The HIG are now part of President Ghani’s government and have been for a few years now. Western European countries have pushed governance and judicial nonsense down the Afghan’s throats following the Rome Conference in 2002. Unfortunately, Afghan society has its own way of working with a layered bureaucratic system of government that works like a weak monarchy.
No surprises about the system of governance as after the chaos resulting from the fall of the Durrani Empire in 1826, emerged the Barakzai dynasty which ruled modern day Afghanistan until 1973 when the last monarch Mohammed Zahir Shah was deposed on July 17, 1973.
The country is carved up into provinces which in turn are each carved up into districts. It is a type of feudalism, in which local tribal chieftains and elders maintain power and constantly jockey for more power at their neighbour’s expense. They are the district governors. Above them are the princes and the provincial governors. Since there are now no kings it is now Ghani who calls the shots.

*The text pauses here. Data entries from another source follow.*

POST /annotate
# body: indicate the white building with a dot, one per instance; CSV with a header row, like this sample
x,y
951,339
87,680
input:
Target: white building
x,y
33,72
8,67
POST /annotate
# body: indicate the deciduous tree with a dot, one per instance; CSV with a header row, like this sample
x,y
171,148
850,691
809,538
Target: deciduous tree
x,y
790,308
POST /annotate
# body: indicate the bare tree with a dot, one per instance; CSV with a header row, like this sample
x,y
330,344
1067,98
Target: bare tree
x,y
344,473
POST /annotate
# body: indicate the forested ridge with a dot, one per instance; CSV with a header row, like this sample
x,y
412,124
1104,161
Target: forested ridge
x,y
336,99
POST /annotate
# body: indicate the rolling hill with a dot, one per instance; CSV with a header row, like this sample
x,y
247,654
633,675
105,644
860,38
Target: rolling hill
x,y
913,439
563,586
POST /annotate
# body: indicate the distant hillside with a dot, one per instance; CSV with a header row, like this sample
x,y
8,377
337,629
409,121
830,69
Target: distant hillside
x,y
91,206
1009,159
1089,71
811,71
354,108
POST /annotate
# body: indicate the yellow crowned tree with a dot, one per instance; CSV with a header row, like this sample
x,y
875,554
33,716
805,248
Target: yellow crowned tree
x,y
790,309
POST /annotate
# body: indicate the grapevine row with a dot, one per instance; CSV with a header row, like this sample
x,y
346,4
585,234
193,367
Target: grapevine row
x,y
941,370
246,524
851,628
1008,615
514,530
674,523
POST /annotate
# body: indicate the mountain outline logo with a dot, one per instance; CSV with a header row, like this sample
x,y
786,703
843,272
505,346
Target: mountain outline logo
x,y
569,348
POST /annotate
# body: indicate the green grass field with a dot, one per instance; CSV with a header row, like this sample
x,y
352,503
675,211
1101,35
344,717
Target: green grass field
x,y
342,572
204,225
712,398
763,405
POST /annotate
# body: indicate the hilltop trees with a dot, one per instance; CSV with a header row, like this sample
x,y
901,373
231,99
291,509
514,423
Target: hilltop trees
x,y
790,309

The northern Provinces are less “Islamic,” although they are all Muslims. The Tajiks and old Russian-backed minorities are in the north where Mazar is capital. The Western Provinces are Iranian influenced, and the Afghan version of the Shia is practised by the Hazara with Herat the capital. The Pashtuns, who previously maintained the monarchy, are in the east and south. The two big Pashtun capitals are Kandahar in the south and Jalalabad in the east.
The northern tribes and the Hazara especially were brutalised under the Taliban regime after the Russians withdrew and the Taliban won the ensuing civil war. Today, the Taliban is dominated by the Pashtun who are the poorest and least educated. The northern tribes and Hazara are the most educated and economically developed.
And there are a couple of thousand years of nonsense weaved into this carpet. Ever wonder why the Afghan time zone is what it is? Or the two official languages? Dari is nothing more than Farsi with an Afghan twist. But Afghans do not want to admit they are speaking Farsi. And Pashto, which is the language of the Pashtun; well that is the Pakistani language in the Federally Administered Tribal Areas.
Any volunteers to lead a peace agreement.